The rats are going over the rail. The doomed band is playing "Nearer my God to Thee" on the promenade deck of the Titanic. People and groups have come out against the current situation, that I never thought to see:
Richard Perle, the anchor of Republican defense departments since Ronald Reagan, has said that if he'd known how this would work out, he would have suggested other strategies.
Kenneth Adelman, who said that liberating Iraq would be "a cakewalk", now says the Bush national security team is "among the most incompetent teams in the postwar era".
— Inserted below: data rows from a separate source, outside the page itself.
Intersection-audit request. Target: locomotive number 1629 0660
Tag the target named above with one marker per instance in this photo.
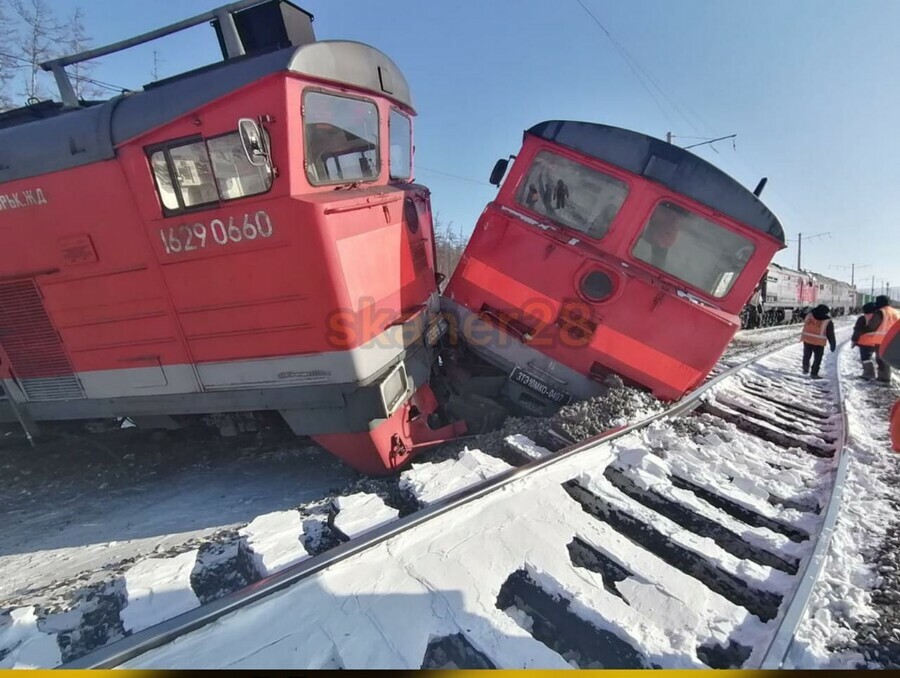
(190, 237)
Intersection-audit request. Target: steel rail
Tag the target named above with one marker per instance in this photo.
(781, 644)
(117, 653)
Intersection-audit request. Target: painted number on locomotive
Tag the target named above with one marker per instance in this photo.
(190, 237)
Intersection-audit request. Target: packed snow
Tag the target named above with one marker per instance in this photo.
(429, 483)
(158, 589)
(842, 598)
(276, 540)
(361, 512)
(450, 575)
(23, 645)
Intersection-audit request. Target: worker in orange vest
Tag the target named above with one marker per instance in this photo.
(866, 342)
(818, 330)
(890, 353)
(883, 319)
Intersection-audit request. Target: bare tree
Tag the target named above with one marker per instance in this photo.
(8, 65)
(450, 245)
(76, 41)
(38, 41)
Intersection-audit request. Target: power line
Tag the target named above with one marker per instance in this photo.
(635, 66)
(83, 78)
(627, 59)
(453, 176)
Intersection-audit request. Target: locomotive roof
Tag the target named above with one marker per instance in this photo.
(669, 165)
(74, 137)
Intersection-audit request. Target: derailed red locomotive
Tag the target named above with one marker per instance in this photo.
(249, 237)
(239, 238)
(608, 252)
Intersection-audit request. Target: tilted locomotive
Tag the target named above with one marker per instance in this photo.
(239, 238)
(249, 237)
(607, 252)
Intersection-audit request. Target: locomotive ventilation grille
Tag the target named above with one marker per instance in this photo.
(33, 346)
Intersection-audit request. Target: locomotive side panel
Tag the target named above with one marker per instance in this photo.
(99, 288)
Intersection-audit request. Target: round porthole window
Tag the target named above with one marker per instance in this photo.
(411, 215)
(596, 286)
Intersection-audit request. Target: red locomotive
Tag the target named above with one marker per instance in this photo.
(608, 252)
(248, 237)
(239, 238)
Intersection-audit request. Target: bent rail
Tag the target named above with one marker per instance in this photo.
(135, 645)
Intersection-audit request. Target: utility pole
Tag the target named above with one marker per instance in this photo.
(800, 240)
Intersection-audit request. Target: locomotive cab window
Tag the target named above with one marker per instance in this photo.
(571, 194)
(341, 138)
(401, 145)
(692, 249)
(205, 172)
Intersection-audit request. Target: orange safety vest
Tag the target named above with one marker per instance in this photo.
(867, 339)
(889, 316)
(814, 331)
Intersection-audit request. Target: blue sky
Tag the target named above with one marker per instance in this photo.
(810, 87)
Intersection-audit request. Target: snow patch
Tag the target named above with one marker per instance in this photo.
(526, 446)
(358, 513)
(429, 483)
(23, 645)
(842, 598)
(276, 540)
(158, 589)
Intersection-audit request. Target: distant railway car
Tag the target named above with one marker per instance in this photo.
(607, 252)
(239, 238)
(785, 296)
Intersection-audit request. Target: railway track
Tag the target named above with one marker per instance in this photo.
(692, 538)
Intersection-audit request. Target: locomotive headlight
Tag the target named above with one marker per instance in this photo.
(394, 389)
(596, 286)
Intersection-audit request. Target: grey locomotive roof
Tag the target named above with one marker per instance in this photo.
(82, 136)
(669, 165)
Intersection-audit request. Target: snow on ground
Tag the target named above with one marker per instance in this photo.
(158, 589)
(526, 447)
(449, 573)
(276, 540)
(361, 512)
(76, 510)
(87, 509)
(429, 483)
(842, 599)
(23, 645)
(447, 577)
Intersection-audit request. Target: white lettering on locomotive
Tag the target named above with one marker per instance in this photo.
(25, 198)
(190, 237)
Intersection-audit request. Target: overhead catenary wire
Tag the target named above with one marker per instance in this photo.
(641, 73)
(99, 83)
(452, 176)
(628, 61)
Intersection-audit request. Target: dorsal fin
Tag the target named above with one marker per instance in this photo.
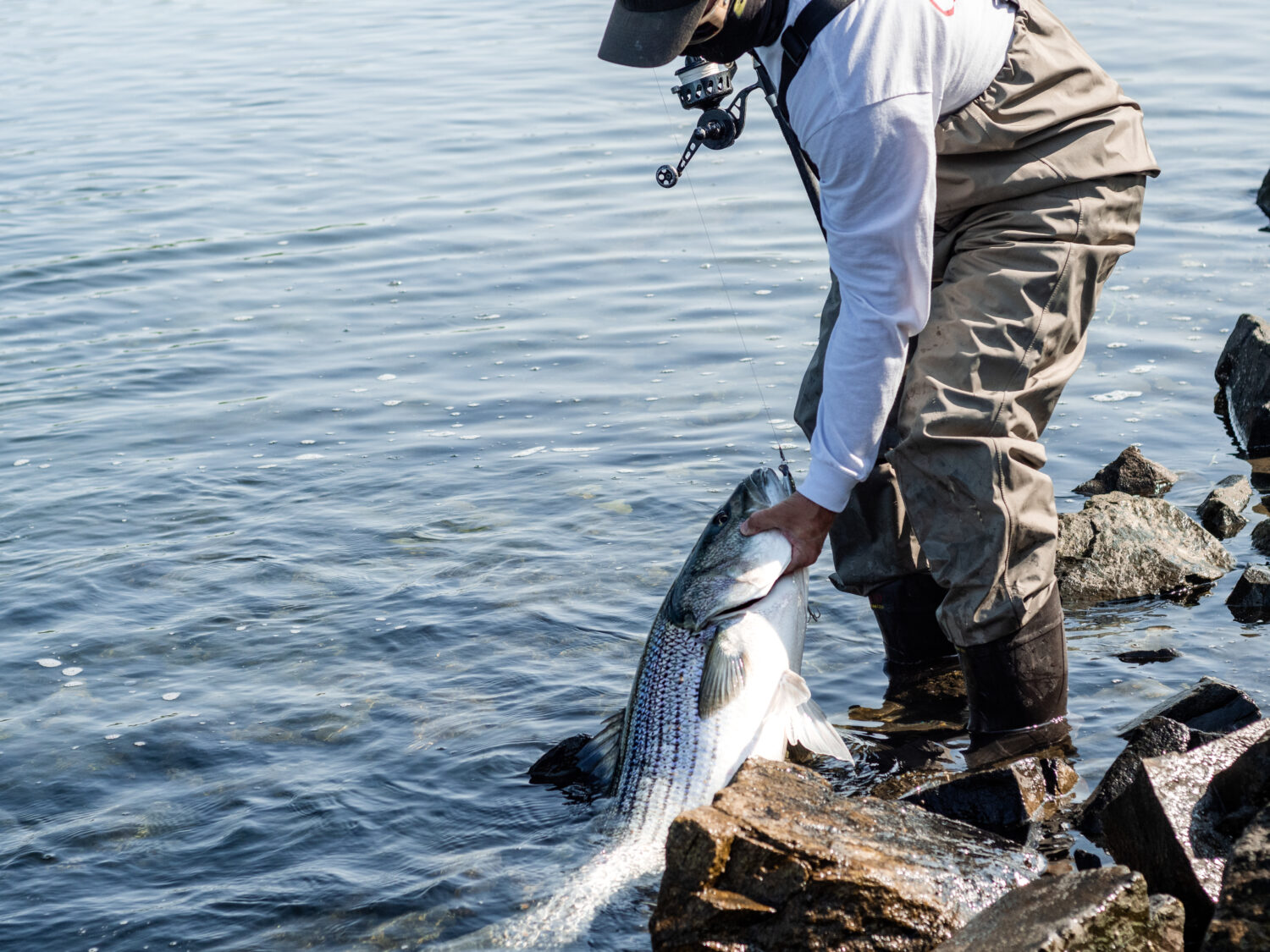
(601, 756)
(724, 672)
(804, 721)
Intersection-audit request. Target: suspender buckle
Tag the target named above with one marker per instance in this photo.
(795, 47)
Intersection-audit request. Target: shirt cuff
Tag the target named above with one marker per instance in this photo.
(827, 485)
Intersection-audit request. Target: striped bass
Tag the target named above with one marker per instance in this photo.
(719, 680)
(718, 683)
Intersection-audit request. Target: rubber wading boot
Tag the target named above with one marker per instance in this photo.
(1016, 688)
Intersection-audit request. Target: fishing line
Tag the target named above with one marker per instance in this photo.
(723, 283)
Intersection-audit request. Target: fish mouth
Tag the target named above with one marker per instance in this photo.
(743, 607)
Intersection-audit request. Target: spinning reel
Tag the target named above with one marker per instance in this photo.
(704, 85)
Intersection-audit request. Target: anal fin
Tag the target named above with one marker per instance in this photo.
(601, 756)
(804, 721)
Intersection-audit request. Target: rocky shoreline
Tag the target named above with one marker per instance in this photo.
(980, 860)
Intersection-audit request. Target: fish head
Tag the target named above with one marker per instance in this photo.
(726, 570)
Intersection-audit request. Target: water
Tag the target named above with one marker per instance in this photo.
(362, 395)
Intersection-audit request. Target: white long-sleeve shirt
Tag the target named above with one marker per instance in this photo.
(864, 106)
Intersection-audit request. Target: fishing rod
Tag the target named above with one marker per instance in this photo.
(704, 85)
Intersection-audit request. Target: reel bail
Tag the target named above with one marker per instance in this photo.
(704, 85)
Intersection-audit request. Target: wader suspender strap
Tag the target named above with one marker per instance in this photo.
(797, 41)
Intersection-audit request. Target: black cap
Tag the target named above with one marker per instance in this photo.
(649, 32)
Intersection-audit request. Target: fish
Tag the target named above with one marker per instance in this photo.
(719, 680)
(718, 683)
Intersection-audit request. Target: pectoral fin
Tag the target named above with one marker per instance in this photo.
(804, 721)
(601, 756)
(724, 672)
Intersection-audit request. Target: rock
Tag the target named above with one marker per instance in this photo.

Most telling to my mind, the Military Times Media Group, a Gannett subsidiary which puts out Army Times and its sister sheets, will publish an editorial Monday in all its titles (liberally leaked in advance), calling for Rumsfeld's dismissal, on the grounds that he "has lost credibility with the uniformed leadership, with the troops, with Congress and with the public at large."
If you yourself have never been around the military, you may not realize how apocalyptic this is. They have to be hearing this from their readership, the serving military; in fact, the editorial will say that "active-duty military leaders are beginning to voice misgivings about the war's planning and execution." The American military just doesn't do that. The code that says you never criticize the brass is tremendously strong. But the American military is also nothing if not pragmatic, and the truth of the situation in Iraq is sinking in.